Justice Antonin Scalia dissented from the Emmett decision, saying appeal courts might mistakenly assume that the decision to hear the Kentucky case amounted to a supreme court-imposed stay. Kent Scheidegger, legal director for the pro-death penalty Criminal Justice Legal Foundation immediately fretted that any moratorium, de facto or otherwise, would dilute deterrence and "cause more innocent people to die".
It is, of course, beyond the realms of ridiculous to think that criminals who have until now been reining in their murderous impulses, will have read the court's ruling and, with a sigh of relief, decided they can now go on killing sprees. You can almost hear him: "Phew, now it's only life imprisonment. Where's my gun?"

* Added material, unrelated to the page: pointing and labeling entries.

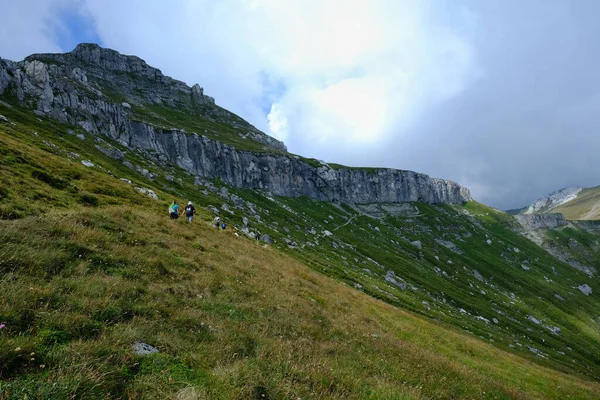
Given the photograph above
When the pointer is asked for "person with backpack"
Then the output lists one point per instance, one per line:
(190, 210)
(174, 210)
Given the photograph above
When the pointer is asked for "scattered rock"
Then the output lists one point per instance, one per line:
(150, 193)
(214, 209)
(291, 243)
(143, 349)
(111, 152)
(144, 172)
(395, 280)
(585, 289)
(417, 244)
(266, 238)
(554, 329)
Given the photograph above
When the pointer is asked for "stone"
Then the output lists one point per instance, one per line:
(111, 152)
(541, 221)
(144, 172)
(554, 329)
(266, 238)
(417, 244)
(148, 192)
(49, 84)
(143, 349)
(585, 289)
(395, 280)
(290, 243)
(214, 209)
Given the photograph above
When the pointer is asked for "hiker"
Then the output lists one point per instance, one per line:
(190, 210)
(174, 210)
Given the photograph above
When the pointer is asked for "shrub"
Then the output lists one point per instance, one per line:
(88, 199)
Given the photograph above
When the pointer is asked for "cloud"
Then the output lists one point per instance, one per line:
(499, 96)
(28, 27)
(351, 70)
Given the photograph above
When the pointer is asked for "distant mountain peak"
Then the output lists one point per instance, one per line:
(553, 200)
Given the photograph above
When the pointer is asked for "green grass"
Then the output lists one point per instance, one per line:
(89, 266)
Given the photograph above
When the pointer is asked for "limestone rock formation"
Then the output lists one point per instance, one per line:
(99, 89)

This idiotic line of thought is a glimpse of just how irrationally wed Americans still are to the death penalty. Even here on America's "left coast", just over the Golden Gate Bridge from San Francisco at the infamous San Quentin prison, state lawmakers are planning a new $330m death row. There are already 622 inmates waiting for their lethal injection at San Quentin, but the new facility allows for growth, with plans for 768 cells.
For all the debate and opposition, there seems little likelihood of change. It's hardly at the top of the agenda for the presidential candidates. Heck, it's hardly on the agenda at all.
Still, I've never understood why the US, and the American right in particular, is so enamoured of the death penalty. The country will fall back on liberty as its core business, its unswerving goal, then decide that not even throwing away the key is sufficient punishment for murderers. The religious right will preach repentance, then whip out the syringe whether the inmate has made his peace with God, or not. The economic right will rail against government stepping into an individual's life to raise taxes, but it will support a government that steps in to take that individual's life.
As I say, there's no reason to believe change is in the air. But surely, surely, all these inconsistencies must one day unravel. Don't expect it soon, but as the brutality of lethal injection is revealed, and that execution method becomes as repellent as beheading or hanging, there must come a time when Americans realize there is no good, clean way to kill your fellow citizens.